Chris lost his mother, Theresa, to breast cancer on 26 April 1999, in the year leading up to the Sydney Olympics (2000).
Chris married his long term girlfriend Emma-Jane in August 2003 and their first daughter was born in January 2004. Their second daughter, Sienna Lily was born on 14 September 2006, at Kareena private Hospital in the south of Sydney.
When he is not training, Chris enjoys surfing and relaxing with family and friends.
Chris entered the professional triathlon circuit in 1996, having won the Australian Junior Championship in 1993, and rapidly rose to success only eight months after his debut, taking the World No. 1 position and defeating arguably the strongest field ever assembled in triathlon history to win both the 1997 Triathlon World Championships and the 1997 ITU World Cup Series. Macca is credited with being the first male triathlete ever to win both titles (the double) in the same year.
After a devastating domestic season in 2000, culminating in a sprint finish for the Australian Triathlon title in Mooloolaba, where he was again runner up, Chris was controversially left off the Australian Olympic Team (Sydney 2000) despite being the highest Australian on the world rankings (number 3). He immediately left Australian shores, bewildered at the national selectors’ decision to leave him off his first Olympic Team. Disillusioned with Australian racing, Chris relocated to America where he was undefeated for 18 months.
Before moving to Ironman distance races Chris won almost every major short course title on the global triathlon calendar including the ITU World Cup Series, Escape From Alcatraz Triathlon as well as some of the sport’s most prestigious triathlon events: Goodwill Games, Mrs T’s Chicago International Triathlon, San Diego International Triathlon, New York City International Triathlon and LA International Triathlon. He also became the first triathlete in a decade to capture the US Triple Crown. In 2001, Chris was again crowned Global Triathlete Of The Year and Competitor Of The Year and became the only triathlete ever to hold the USA Professional Championship Title and the USA Sprint Course Title in one season.
In 2002, Macca shifted his focus to Ironman racing. He won Ironman Australia on debut in 2002 and then defended that title in 2003, winning again in 2004, 2005 and 2006. Macca’s first race at the distance in Europe in 2003 eventuated in one of the sport’s greatest races in Roth, Germany, where Macca was beaten in a sprint finish by Lothar Leder (winner of more than 13 Ironman events). Macca won the event eventually in 2005.

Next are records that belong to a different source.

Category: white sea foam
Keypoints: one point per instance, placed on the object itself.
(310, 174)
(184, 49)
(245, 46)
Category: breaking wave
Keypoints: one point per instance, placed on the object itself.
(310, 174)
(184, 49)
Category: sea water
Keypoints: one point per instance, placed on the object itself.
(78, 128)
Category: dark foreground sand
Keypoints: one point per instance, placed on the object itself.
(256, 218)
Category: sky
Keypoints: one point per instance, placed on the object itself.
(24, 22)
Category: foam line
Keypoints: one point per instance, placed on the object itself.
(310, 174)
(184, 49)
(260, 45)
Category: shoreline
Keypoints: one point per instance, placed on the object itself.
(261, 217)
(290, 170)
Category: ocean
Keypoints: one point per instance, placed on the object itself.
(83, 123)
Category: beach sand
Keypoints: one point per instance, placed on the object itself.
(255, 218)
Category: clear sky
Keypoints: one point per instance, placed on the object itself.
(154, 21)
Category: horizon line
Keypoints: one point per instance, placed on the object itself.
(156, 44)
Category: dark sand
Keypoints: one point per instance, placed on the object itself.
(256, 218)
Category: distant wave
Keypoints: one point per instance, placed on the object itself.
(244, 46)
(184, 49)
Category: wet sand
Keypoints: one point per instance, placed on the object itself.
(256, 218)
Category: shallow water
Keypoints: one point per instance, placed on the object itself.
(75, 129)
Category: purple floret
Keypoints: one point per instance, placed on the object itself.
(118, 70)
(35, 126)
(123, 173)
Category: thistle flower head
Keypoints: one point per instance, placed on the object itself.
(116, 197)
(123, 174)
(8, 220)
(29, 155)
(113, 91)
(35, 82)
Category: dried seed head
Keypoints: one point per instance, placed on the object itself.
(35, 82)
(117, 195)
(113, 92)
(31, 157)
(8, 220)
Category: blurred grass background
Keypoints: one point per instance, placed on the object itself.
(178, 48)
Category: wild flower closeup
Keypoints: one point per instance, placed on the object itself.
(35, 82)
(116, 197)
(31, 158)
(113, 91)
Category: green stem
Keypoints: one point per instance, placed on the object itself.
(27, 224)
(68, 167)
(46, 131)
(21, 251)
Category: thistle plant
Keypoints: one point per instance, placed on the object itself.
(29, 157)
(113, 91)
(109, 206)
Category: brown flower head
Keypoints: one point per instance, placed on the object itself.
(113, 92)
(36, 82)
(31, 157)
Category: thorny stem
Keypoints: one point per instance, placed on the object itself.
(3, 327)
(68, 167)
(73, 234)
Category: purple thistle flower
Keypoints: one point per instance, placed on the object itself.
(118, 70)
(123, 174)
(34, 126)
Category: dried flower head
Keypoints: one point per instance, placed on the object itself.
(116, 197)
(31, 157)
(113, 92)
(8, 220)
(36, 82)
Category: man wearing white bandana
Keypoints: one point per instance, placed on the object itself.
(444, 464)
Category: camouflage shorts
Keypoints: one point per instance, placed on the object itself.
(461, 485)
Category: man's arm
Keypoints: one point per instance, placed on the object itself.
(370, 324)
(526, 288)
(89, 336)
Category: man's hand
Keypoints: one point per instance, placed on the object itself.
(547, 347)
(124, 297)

Chris has taken his time to understand what it takes to win the Ironman World Championships at Hawaii. After leading the 2002 race into the second transition, Chris “melted” in Kona’s lava field marathon and failed to finish on his first attempt. He finished in 2003 in 9:32:11, a long way back from the winner. In 2004 he again failed to finish and abandoned into a race vehicle driven by six-time World Champion Mark Allen, who counseled Macca to race fewer iron-distance races during the year. In 2005 he was able to finish 6th with the fastest run split of the day. 2006 saw Chris finish Hawaii in second place in one of the closest finishes seen in a long time. After Normann Stadler completed a new course record bike time of 4:18 Chris started the run some 10 minutes down. After running a 2:46 marathon time he was just 71 seconds behind Normann Stadler at the finish but he had given it absolutely everything he had.
He finally became Ironman World Champion in 2007, with a winning time of 8:15:34, including a 2:42 marathon in very hot conditions.